Regent Seven Seas Cruises signed on with Italy’s Fincantieri shipyard for a new ship to be delivered in summer 2016. The future Seven Seas Explorer will carry up to 738 guests and will be the luxury line’s third all-suite, all-balcony ship. Weighing in at 54,000 gross-registered tons and with a contract price of approximately $450 million, the vessel is the largest in Regent's fleet and the most expensive luxury liner ever built. Financing for the project is being arranged by Crédit Agricole Corporate and Investment Bank with support from SACE, Italy’s export credit facility.

Architectural and interior design firms Tillberg Design AB, RTKL Associates and ICrave are designing the vessel, which will have 369 suites ranging from 300 square feet to 1,500 square feet, six open-seating gourmet restaurants, Regent’s nine-deck atrium, the two-story Explorer Theater, three boutiques and a Canyon Ranch SpaClub.

Oceania Cruises also made headlines with the announcement of its first ever Around the World in 180 Days cruise, a port-intensive 180-day voyage aboard the 684-guest Insignia, setting sail round-trip from Miami on Jan. 10, 2015. The voyage visits five continents, 44 countries and 89 ports of call and will include 11 overnight calls plus four two-night calls in Cape Town, South Africa; Yangon, Myanmar (Burma); Singapore, Singapore; and Shanghai, China. 

Of the 89 ports visited on this cruise, 13 are new to Oceania Cruises, including Corinto, Nicaragua; El Guamache (Isla Margarita), Venezuela; Langkawi, Malaysia; Santa Marta, Colombia; and Xiamen, China. Click here to access the full itinerary.

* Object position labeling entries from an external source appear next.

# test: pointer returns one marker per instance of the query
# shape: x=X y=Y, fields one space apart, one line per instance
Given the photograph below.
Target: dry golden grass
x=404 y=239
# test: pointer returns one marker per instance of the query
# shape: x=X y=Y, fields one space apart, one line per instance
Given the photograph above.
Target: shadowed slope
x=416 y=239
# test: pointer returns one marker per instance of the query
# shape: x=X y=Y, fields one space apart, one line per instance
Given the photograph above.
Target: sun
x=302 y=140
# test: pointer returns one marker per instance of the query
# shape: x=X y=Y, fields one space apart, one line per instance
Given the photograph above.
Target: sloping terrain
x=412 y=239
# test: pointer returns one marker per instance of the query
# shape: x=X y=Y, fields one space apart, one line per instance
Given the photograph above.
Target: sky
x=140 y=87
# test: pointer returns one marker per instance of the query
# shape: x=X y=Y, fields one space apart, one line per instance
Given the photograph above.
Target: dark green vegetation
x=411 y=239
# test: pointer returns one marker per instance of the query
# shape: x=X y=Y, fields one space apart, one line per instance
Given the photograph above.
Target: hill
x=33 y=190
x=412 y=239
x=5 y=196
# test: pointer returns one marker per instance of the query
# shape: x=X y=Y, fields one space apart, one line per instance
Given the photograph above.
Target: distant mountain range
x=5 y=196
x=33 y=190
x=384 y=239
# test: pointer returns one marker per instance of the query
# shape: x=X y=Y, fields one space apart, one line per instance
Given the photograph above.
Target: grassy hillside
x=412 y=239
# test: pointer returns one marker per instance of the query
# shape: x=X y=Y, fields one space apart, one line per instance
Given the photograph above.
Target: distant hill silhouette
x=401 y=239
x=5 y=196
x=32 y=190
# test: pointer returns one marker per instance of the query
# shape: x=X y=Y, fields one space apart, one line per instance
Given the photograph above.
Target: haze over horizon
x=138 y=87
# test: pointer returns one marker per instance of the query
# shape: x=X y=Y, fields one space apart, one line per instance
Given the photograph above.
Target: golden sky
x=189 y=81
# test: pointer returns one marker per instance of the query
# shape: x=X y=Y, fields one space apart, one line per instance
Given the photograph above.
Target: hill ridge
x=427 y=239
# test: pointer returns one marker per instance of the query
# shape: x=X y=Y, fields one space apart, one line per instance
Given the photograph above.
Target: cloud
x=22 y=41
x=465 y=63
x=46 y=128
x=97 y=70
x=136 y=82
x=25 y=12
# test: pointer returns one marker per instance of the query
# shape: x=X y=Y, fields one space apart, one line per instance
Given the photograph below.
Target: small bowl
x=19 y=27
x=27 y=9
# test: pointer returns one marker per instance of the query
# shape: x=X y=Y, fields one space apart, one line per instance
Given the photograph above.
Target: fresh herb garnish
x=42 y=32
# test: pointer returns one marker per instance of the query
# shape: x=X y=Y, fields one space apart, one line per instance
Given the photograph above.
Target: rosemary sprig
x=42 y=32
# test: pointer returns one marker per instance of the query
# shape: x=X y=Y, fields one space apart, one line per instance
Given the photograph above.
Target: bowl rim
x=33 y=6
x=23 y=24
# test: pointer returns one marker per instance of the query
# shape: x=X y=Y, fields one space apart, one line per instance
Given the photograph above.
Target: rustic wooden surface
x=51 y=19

Another big change to the cruise industry includes Carnival Cruise Lines' agreement to implement improvements to its pricing fare structure. The decision comes less than two weeks after the launch of its Carnival Conversations travel agent outreach program, and is altering its policies based on travel agent feedback gathered through the program. The line is currently working on creating a simplified fare structure that will make booking with Carnival easier for travel agents, and Carnival expects this new structure to be completed in fall 2013.

"We have received a tremendous amount of travel agent feedback indicating that our current fare and promotion structure is far too complicated and needs to change in order for travel agents to more easily book with us,” said Lynn Torrent, Carnival’s EVP of sales and guest services. “Travel agents are telling us that Carnival used to be the easiest cruise line to book with and now we’re the most difficult. Simply put, we want to be easy to book with again.”